Unless you have an absolute dead-line and that candle is burning pretty close, you shouldn’t feel guilty about not completing your project right this very second. If you are an artist by trade, you should probably keep on track and get things done on a suitable time-table, but sometimes it’s a good idea to take a step back and work on something else, something completely different. It’s refreshing to work on a side project, it helps invigorate you, to get your creative juices flowing again – and sometimes it just might help to inspire a new way to complete an old project. Often times, it helps us to get another view on past projects, to see a new path. We can learn things from one project that will invariably help with another. That was why I said simmer on the back burner, not to let it just go cold.
There are those times though when you’ll want to stay on task. As stated earlier, its a pretty solid idea if you’re project is a work related one. You’ll want to stay dedicated to the task at hand, devoting your time to what the customer wants. And there will also be those times when you’re working feverishly on something great, something that you’re doing for your own enjoyment and you’ll want to pour every ounce of creative energy into it, putting your heart and soul into it and staying on till its finished no matter the cost. That is okay too. For some people, that is what works best and is completely understandable. So do what works for you, art isn’t science after all.
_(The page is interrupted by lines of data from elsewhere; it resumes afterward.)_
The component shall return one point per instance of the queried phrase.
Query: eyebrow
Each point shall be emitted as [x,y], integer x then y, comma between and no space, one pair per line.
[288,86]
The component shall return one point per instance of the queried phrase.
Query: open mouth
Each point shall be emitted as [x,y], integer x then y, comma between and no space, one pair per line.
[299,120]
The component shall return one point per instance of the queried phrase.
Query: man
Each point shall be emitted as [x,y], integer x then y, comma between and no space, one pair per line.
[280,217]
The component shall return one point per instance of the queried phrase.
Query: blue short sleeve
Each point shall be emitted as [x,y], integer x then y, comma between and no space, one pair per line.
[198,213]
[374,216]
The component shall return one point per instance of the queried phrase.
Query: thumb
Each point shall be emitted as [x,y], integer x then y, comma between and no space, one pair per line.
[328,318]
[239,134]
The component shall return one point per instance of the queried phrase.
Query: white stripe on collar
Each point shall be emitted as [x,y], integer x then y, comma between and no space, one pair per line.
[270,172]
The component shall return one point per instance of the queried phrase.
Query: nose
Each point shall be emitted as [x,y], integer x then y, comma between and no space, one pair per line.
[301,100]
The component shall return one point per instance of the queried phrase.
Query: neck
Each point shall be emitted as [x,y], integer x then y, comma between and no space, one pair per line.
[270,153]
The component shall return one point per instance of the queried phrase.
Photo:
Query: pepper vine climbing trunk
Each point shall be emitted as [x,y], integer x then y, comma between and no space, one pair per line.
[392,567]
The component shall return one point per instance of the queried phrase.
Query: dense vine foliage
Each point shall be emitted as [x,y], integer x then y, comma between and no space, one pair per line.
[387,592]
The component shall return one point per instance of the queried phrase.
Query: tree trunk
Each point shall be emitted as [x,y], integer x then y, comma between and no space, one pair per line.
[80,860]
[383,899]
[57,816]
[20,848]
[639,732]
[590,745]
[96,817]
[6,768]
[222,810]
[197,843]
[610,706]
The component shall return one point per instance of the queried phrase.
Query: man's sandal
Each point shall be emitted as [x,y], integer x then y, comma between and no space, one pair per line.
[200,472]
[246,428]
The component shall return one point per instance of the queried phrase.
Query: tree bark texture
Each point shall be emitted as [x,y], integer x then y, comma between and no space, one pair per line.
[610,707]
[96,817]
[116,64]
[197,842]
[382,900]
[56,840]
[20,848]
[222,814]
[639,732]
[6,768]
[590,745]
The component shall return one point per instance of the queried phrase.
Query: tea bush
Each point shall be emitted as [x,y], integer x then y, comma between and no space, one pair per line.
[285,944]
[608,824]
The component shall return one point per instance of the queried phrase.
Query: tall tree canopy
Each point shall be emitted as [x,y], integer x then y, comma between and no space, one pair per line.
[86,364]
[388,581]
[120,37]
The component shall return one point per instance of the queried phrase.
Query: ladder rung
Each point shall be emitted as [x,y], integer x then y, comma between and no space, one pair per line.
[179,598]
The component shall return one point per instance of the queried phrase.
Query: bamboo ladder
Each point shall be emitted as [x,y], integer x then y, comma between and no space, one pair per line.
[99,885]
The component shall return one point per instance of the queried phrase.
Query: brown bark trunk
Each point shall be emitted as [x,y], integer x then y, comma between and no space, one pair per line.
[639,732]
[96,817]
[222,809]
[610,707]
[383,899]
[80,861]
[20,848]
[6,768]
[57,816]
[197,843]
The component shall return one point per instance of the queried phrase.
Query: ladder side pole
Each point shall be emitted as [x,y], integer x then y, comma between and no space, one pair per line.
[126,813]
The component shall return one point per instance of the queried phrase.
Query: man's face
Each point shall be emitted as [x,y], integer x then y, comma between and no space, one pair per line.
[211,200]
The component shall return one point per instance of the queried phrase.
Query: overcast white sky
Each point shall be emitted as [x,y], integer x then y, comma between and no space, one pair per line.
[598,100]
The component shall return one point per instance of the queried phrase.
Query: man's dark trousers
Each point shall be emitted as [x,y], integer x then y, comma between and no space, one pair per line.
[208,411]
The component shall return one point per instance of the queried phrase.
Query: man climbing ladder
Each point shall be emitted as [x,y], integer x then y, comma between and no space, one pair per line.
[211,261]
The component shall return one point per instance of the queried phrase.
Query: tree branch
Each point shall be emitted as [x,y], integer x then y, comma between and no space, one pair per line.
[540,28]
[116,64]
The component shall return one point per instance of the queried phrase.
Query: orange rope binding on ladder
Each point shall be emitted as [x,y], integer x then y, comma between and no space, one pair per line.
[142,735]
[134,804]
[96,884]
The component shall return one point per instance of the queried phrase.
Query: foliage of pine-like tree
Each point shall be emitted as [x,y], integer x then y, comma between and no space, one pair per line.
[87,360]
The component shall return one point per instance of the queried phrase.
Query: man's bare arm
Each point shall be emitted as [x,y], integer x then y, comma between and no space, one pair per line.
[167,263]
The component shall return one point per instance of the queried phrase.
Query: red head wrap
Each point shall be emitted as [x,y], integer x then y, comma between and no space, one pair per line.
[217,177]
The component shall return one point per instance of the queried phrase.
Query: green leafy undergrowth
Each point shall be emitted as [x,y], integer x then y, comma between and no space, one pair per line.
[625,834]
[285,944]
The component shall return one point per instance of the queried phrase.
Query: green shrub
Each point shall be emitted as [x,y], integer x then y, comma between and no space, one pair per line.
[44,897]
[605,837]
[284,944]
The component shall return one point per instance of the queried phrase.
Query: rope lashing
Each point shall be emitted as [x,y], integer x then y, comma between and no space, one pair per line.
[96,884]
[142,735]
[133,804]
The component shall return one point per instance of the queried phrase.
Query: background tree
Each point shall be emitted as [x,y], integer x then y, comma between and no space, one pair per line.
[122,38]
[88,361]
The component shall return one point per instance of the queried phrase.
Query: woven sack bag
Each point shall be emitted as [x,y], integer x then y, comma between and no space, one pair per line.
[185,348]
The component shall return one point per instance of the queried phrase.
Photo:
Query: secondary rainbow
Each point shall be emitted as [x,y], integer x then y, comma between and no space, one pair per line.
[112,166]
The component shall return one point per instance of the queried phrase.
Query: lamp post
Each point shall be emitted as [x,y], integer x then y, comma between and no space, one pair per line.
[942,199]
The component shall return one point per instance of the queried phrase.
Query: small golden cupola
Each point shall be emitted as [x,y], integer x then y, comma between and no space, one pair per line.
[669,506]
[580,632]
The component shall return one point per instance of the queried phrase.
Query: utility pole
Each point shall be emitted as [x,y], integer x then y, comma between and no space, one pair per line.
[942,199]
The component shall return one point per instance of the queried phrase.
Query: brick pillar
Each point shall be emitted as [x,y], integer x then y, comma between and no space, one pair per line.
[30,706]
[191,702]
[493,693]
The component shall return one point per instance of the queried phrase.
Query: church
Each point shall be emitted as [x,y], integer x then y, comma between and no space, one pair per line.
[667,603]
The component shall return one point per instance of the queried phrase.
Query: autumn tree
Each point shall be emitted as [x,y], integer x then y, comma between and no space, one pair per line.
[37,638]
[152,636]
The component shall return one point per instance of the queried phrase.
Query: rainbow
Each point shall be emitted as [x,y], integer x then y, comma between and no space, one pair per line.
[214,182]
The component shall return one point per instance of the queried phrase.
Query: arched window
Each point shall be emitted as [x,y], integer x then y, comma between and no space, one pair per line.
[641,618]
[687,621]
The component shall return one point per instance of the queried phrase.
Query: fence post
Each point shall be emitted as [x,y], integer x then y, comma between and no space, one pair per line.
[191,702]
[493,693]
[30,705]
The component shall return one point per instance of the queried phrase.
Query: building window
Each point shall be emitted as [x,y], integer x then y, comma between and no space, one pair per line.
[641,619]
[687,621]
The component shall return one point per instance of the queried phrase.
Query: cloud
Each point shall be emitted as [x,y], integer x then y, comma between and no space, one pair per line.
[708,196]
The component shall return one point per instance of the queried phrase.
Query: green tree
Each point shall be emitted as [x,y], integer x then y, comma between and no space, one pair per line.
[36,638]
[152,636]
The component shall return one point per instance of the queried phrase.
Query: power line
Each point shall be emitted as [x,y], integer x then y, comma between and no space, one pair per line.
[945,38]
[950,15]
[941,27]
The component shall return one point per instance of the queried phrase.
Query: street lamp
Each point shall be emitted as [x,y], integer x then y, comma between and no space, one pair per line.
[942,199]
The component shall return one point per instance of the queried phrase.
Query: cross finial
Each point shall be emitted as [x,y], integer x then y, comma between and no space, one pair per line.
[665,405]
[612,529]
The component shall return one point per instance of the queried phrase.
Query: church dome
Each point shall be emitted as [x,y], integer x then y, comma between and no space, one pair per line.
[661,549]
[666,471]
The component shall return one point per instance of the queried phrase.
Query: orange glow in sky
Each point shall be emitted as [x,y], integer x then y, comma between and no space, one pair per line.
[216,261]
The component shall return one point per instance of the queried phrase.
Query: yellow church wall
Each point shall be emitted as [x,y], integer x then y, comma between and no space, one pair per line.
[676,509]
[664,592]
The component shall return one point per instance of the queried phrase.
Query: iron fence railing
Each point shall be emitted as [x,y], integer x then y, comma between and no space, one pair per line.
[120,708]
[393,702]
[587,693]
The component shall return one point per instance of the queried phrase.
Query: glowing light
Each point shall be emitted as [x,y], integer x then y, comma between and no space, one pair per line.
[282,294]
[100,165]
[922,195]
Usually by the time one thing is off my desk and stamped “done”, I’ve already gotten the next project lined up. Actually, the next two or three things that I want to work on, which helps me get motivated to complete the one that I’m on. But that isn’t to say that I won’t work on another project for myself on the side. It helps to keep things moving in the attic, get the cogs spinning again when I think their stuck.
Art is a wonderful thing, there is always something that you can do with it. There are so many different paths, so many different options and techniques, you should never honestly get board with it. Even if you lose interest in the project you’ve got before you, there will be a multitude of others just waiting for you to try.
So get out there and open the flood gates on your creative juices. You don’t have to work on just one thing at a time, so don’t feel guilty. Things may take a little longer to complete, sometimes a lot longer, but you’ll be able to put the quality in it that your project deserves. Just roll up your sleeves, take a deep breath, smile and get ready to get your hands dirty – with another project.